Growth curves for two early-ripening (60–70 DAFB), five mid-ripening (70–80 DAFB), and three-late ripening (80–90 DAFB) apricot groups based on fresh fruit weight (FFW), fruit diameter (FD), and number of days after first bloom (DAFB)

Fruit maturity in mid-ripening varieties occurs between 70 and 80 DAFB. The FFW-based lag phase and double sigmoid pattern were clear for all varieties and genotypes except Sh42. Additionally, the elongated lag phase in ‘Nakhjavan’ is not seen in other varieties. In mid-ripening fruits, the third stage of FD development is difficult to decipher (Fig. 7). Harvest occurs 85 to 90 DAFBin the late ripening apricot group and the lag phase is nearly indistinguishable in both FFW and FD. After a surge in growth nearing 25 DAFB, similar growth patterns are observed in late ripening varieties though they are not as blatant or as high as in ‘Jafari’ (Fig. 7).

4 Conclusion

Recognition of fruit growth patterns based on FFW or FD is used to determine when standard horticulture operations are needed.

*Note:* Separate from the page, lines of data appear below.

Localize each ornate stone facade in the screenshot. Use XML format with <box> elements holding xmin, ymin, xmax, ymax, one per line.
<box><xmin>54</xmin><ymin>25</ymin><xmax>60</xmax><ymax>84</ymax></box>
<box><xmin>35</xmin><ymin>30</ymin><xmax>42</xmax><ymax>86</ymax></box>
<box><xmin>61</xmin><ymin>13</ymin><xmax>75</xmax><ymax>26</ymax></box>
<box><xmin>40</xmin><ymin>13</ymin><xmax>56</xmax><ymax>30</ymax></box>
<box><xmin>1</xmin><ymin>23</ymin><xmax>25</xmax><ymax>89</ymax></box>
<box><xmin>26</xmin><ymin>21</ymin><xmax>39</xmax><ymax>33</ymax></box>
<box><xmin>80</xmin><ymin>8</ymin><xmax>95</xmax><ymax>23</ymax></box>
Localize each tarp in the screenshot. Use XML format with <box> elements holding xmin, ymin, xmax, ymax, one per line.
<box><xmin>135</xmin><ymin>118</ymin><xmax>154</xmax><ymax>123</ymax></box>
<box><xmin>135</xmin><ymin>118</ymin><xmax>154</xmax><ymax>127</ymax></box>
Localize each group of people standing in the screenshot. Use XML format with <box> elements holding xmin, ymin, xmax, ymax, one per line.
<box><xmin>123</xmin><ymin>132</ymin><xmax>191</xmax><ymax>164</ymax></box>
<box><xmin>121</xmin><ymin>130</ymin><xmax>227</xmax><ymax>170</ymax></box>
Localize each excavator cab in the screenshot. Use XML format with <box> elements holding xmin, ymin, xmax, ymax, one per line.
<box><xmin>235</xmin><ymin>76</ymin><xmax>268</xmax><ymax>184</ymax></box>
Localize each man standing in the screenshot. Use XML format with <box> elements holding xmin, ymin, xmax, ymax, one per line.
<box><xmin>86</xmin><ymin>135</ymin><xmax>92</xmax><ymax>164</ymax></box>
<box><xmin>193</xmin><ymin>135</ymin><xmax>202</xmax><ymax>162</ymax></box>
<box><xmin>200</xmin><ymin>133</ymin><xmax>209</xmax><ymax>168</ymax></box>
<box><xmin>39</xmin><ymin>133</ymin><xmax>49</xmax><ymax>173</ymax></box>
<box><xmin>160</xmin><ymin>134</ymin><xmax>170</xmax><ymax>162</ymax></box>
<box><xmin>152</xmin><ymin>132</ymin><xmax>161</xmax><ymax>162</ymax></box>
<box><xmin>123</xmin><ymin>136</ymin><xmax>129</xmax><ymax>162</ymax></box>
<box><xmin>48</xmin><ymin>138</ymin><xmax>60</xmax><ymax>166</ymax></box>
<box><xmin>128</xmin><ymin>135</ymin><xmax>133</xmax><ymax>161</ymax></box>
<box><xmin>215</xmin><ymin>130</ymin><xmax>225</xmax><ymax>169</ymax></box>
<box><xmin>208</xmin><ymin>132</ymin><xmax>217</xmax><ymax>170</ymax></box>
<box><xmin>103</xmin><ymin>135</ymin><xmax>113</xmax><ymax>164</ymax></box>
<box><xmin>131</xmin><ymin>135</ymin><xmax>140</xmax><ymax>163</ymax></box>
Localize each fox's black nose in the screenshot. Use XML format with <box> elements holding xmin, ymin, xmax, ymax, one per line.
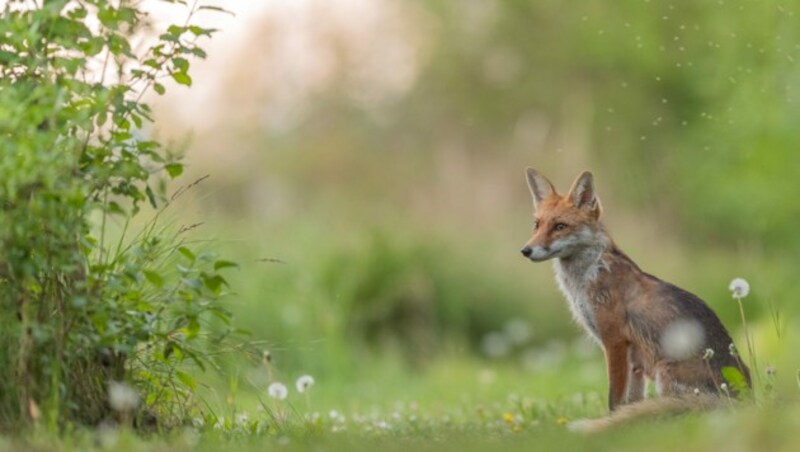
<box><xmin>520</xmin><ymin>246</ymin><xmax>532</xmax><ymax>257</ymax></box>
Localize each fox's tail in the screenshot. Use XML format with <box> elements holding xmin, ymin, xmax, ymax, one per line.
<box><xmin>567</xmin><ymin>394</ymin><xmax>724</xmax><ymax>433</ymax></box>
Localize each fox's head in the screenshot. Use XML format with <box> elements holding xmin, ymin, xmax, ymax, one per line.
<box><xmin>520</xmin><ymin>169</ymin><xmax>608</xmax><ymax>262</ymax></box>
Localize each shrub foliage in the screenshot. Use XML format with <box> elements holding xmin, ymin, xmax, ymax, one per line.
<box><xmin>0</xmin><ymin>0</ymin><xmax>233</xmax><ymax>429</ymax></box>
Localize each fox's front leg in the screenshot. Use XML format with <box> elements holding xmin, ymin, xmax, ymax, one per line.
<box><xmin>625</xmin><ymin>346</ymin><xmax>646</xmax><ymax>404</ymax></box>
<box><xmin>604</xmin><ymin>341</ymin><xmax>630</xmax><ymax>411</ymax></box>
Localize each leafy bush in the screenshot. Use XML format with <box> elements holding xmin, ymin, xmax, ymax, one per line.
<box><xmin>318</xmin><ymin>230</ymin><xmax>538</xmax><ymax>365</ymax></box>
<box><xmin>0</xmin><ymin>0</ymin><xmax>235</xmax><ymax>429</ymax></box>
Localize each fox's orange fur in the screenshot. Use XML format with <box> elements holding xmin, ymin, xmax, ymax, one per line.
<box><xmin>520</xmin><ymin>168</ymin><xmax>750</xmax><ymax>432</ymax></box>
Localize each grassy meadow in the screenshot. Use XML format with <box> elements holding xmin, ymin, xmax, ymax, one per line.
<box><xmin>4</xmin><ymin>0</ymin><xmax>800</xmax><ymax>450</ymax></box>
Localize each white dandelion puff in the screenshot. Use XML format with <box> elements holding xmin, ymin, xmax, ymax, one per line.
<box><xmin>660</xmin><ymin>319</ymin><xmax>705</xmax><ymax>360</ymax></box>
<box><xmin>481</xmin><ymin>332</ymin><xmax>510</xmax><ymax>358</ymax></box>
<box><xmin>329</xmin><ymin>410</ymin><xmax>345</xmax><ymax>423</ymax></box>
<box><xmin>268</xmin><ymin>382</ymin><xmax>288</xmax><ymax>400</ymax></box>
<box><xmin>504</xmin><ymin>319</ymin><xmax>533</xmax><ymax>345</ymax></box>
<box><xmin>693</xmin><ymin>388</ymin><xmax>700</xmax><ymax>395</ymax></box>
<box><xmin>729</xmin><ymin>278</ymin><xmax>750</xmax><ymax>299</ymax></box>
<box><xmin>108</xmin><ymin>381</ymin><xmax>139</xmax><ymax>412</ymax></box>
<box><xmin>296</xmin><ymin>375</ymin><xmax>315</xmax><ymax>393</ymax></box>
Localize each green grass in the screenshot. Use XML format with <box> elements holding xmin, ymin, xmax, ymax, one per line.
<box><xmin>10</xmin><ymin>354</ymin><xmax>800</xmax><ymax>451</ymax></box>
<box><xmin>44</xmin><ymin>191</ymin><xmax>800</xmax><ymax>451</ymax></box>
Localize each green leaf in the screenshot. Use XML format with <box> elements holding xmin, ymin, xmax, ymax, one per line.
<box><xmin>202</xmin><ymin>274</ymin><xmax>227</xmax><ymax>293</ymax></box>
<box><xmin>176</xmin><ymin>370</ymin><xmax>198</xmax><ymax>390</ymax></box>
<box><xmin>167</xmin><ymin>25</ymin><xmax>186</xmax><ymax>37</ymax></box>
<box><xmin>153</xmin><ymin>82</ymin><xmax>166</xmax><ymax>95</ymax></box>
<box><xmin>189</xmin><ymin>47</ymin><xmax>208</xmax><ymax>59</ymax></box>
<box><xmin>178</xmin><ymin>246</ymin><xmax>196</xmax><ymax>261</ymax></box>
<box><xmin>143</xmin><ymin>270</ymin><xmax>164</xmax><ymax>288</ymax></box>
<box><xmin>163</xmin><ymin>342</ymin><xmax>175</xmax><ymax>360</ymax></box>
<box><xmin>165</xmin><ymin>162</ymin><xmax>183</xmax><ymax>178</ymax></box>
<box><xmin>188</xmin><ymin>26</ymin><xmax>217</xmax><ymax>37</ymax></box>
<box><xmin>145</xmin><ymin>185</ymin><xmax>158</xmax><ymax>208</ymax></box>
<box><xmin>722</xmin><ymin>366</ymin><xmax>751</xmax><ymax>397</ymax></box>
<box><xmin>143</xmin><ymin>58</ymin><xmax>160</xmax><ymax>69</ymax></box>
<box><xmin>171</xmin><ymin>72</ymin><xmax>192</xmax><ymax>86</ymax></box>
<box><xmin>198</xmin><ymin>5</ymin><xmax>235</xmax><ymax>16</ymax></box>
<box><xmin>214</xmin><ymin>260</ymin><xmax>238</xmax><ymax>271</ymax></box>
<box><xmin>172</xmin><ymin>57</ymin><xmax>189</xmax><ymax>72</ymax></box>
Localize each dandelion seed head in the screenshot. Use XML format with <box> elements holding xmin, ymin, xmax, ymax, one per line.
<box><xmin>693</xmin><ymin>388</ymin><xmax>700</xmax><ymax>395</ymax></box>
<box><xmin>481</xmin><ymin>332</ymin><xmax>510</xmax><ymax>358</ymax></box>
<box><xmin>661</xmin><ymin>319</ymin><xmax>705</xmax><ymax>360</ymax></box>
<box><xmin>296</xmin><ymin>375</ymin><xmax>315</xmax><ymax>393</ymax></box>
<box><xmin>729</xmin><ymin>278</ymin><xmax>750</xmax><ymax>299</ymax></box>
<box><xmin>268</xmin><ymin>382</ymin><xmax>288</xmax><ymax>400</ymax></box>
<box><xmin>108</xmin><ymin>381</ymin><xmax>139</xmax><ymax>412</ymax></box>
<box><xmin>504</xmin><ymin>319</ymin><xmax>533</xmax><ymax>344</ymax></box>
<box><xmin>720</xmin><ymin>383</ymin><xmax>728</xmax><ymax>391</ymax></box>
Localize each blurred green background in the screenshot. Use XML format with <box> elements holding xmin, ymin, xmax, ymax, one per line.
<box><xmin>145</xmin><ymin>0</ymin><xmax>799</xmax><ymax>415</ymax></box>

In this study, fruit growth patterns of 10 apricot varieties and superior genotypes were investigated. The apricots varied in ripening time and fruit size and shape. Twenty NRMs were tailored to fit apricot growth patterns for comparison in determining the model best suited to display actual field data. Seven of the 20 NRMs (LE0, EXP0, MM, MMM, LOG2, MLM, and LBE) were suitable and selected for further evaluation. An alternative to NRMs, the RBF artificial neural network model was also considered and was able to predict highly accurate apricot FFW and FD (R2 > 0.95) during the growing season that mimicked the actual process of fruit growth. These data suggest that neural networks such as RBF, rather than NRMs, be used as alternative models for fruit growth pattern research.